Когда всё было готово к отъезду, неожиданно нагрянула беда — сильнейшие приступы астмы, сопровождаемые не унимающимся кашлем. Всякое желание работать пропало, нотная бумага на столике была чиста, перо несколько раз обмакивалось в чернильницу, но донести его до бумаги не было сил — мешал кашель. Сидя в глубоком кресле, он предавался мыслям о прошлом, перебирая запечатлённые в памяти картины своей жизни. Вот весёлый праздник на Бра-гора по случаю его рукоположения в сан священника, бесконечные беседы с отцом о музыке и театре, страхи матери за его здоровье, когда он поехал в Мантую, мешочек с луидорами, работа в Сант’Анджело.

«Сколько же опер мною написано? — задумался он. — Девяносто будет от „Оттона в деревне“ до „Фераспе“ и свыше двухсот концертов».

Вспомнилось, как мальчиком он залезал в церкви по крутой лестнице на хоры и часами слушал игру монаха-органиста. Это самое первое воспоминание детства.

Отпив из стакана воды с лимоном, он продолжал вспоминать, глядя в окно, за которым день постепенно угасал вместе с его воспоминаниями. Работа в Пьета, поездки в Рим, Флоренцию. Мысли беспорядочно роились вне времени и пространства. А вот и Феррара. «Сколько денег пущено на ветер! А всё из-за Руффо. Ему не по душе была дружба рыжего священника с певицей Жиро. Что бы там кардинал и иже с ним ни говорили о его Аннине, у неё прекрасный голос!»

На коленях он держал, перебирая страницы, альбом с рисунками. Вот старая литография моста Риальто. «Он виден из окна моей комнаты». Ему попался помятый путеводитель по Венеции, подаренный ко дню рождения ученицами из Пьета. Он осторожно расправил страницы о край столика, но ничего уже разглядеть не мог. Комната погрузилась в темноту, и он впал в дрёму.

Наступила жара. С каждым днём он слабел и не мог принимать пищу. Приступы удушья изматывали вконец. Обеспокоенная фрау Агата позвала наконец врача. Тот прописал кровопускание и клизму. Настои, соли и териака, привезённые из Венеции, не помогали. Он превратился в собственную тень и без помощи квартирной хозяйки был не в силах встать с постели и дойти до кресла. Ему хотелось написать Анне. «Если бы она увидела, во что я превратился, — промолвил он про себя, — немедленно бы приехала с сестрой». Но до пера и чернильницы не смог дотянуться. Вивальди впал в прострацию. Возможно, он сознавал, что приближается великий момент прощания, и чувствовал дыхание смерти. Он с трудом дотянулся до молитвенника, единственного своего утешения. Но часами раскрытая страница оставалась неперевёрнутой.

В конце июля под вечер дышать было нечем, и он позвал фрау Агату. Она коснулась рукой его лба. Вивальди был в жару, но дрожал от озноба.

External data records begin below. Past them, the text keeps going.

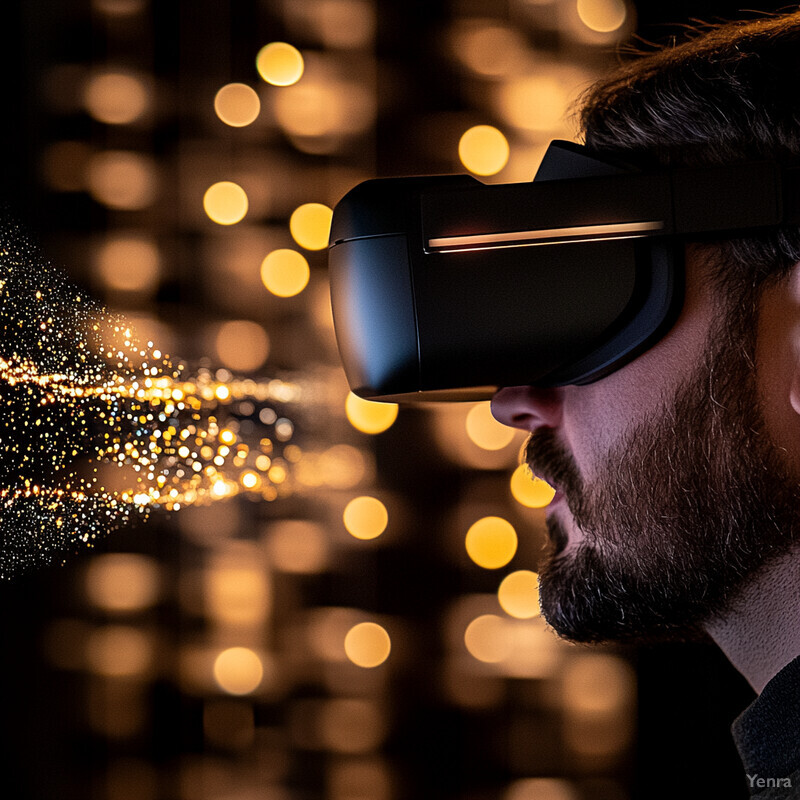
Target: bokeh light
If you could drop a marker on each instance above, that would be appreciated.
(237, 589)
(310, 225)
(528, 490)
(491, 542)
(225, 202)
(238, 670)
(485, 431)
(280, 64)
(122, 179)
(285, 272)
(602, 16)
(242, 345)
(368, 416)
(367, 645)
(487, 639)
(237, 105)
(116, 98)
(519, 594)
(483, 150)
(365, 517)
(129, 263)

— Это зеленщица Кате, — пробормотал он еле-еле, — назвала меня рыжим священником… И вот рыжему священнику приходит конец… Слышите — струна оборвалась…

Приступ сильного кашля встряхнул его, и Антонио замолк — наступила тишина. Из руки выпал листок с нотами и пометкой: для скрипки соло и basso continue, а дальше: «Услышав зов судьбы своей, пастух от страха чуть живой». Это была страница из op. VIII.

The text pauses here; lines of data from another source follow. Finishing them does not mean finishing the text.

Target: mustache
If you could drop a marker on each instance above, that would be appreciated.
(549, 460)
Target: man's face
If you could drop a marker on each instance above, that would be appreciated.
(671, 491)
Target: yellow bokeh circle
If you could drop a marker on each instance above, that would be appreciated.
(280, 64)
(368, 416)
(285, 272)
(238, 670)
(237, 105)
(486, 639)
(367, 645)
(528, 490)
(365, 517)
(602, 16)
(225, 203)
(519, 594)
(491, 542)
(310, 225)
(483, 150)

Вызванный квартальный врач констатировал смерть «преподобного дона Антонио Вивальди от внутреннего воспаления». Из-за жары нельзя было медлить с похоронами. В тот же день, 28 июля 1741 года, в пятницу раздался одинокий удар колокола Бургеспиталь, кладбища для неимущих, возвестивший о похоронах бедного священника. Шесть могильщиков несли дощатый гроб, покрытый чёрным крепом, за которым следовали прелат со служками и фрау Агата Валерин. Кладбищенский счёт был скромен: 19 флоринов и 45 крейцеров.

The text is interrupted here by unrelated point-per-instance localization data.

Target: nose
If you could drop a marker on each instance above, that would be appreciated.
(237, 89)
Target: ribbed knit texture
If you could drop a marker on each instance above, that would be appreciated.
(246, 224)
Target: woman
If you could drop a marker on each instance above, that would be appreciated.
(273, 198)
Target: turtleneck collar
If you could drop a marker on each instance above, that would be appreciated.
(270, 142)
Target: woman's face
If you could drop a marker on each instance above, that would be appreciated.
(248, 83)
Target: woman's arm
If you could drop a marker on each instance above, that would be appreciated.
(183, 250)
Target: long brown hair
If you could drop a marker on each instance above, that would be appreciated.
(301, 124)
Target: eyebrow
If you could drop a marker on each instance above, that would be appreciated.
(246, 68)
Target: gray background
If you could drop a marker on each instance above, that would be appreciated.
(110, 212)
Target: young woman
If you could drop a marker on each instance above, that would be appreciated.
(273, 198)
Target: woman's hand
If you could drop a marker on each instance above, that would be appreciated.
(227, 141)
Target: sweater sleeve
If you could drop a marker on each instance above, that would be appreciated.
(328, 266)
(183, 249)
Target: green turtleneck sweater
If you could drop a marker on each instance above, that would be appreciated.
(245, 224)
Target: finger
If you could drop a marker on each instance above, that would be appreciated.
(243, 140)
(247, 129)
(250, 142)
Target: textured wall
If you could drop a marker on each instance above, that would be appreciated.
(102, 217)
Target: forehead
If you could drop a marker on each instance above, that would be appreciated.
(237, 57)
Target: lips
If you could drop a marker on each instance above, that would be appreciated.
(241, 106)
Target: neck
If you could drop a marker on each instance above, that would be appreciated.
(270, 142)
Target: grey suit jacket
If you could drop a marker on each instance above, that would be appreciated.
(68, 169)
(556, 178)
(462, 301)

Немногие тогда осознали, что умолк не голос, а целый хор голосов и море звуков, которые доносились из Венеции, завораживая Европу.

Месяц спустя сёстры Маргарита и Дзанетта получили извещение о кончине Антонио. В тот же день 26 августа к ним в дом явился судебный пристав, чтобы описать имущество дона Антонио Вивальди в счёт погашения его долгов.

В своих мемуарах литератор Градениго [38] напишет: «Дон Антонио Вивальди, блистательный скрипач и известный композитор, прозванный рыжим священником, заработал своим трудом пятьдесят тысяч дукатов, но не сумел ими с толком распорядиться и умер в нищете».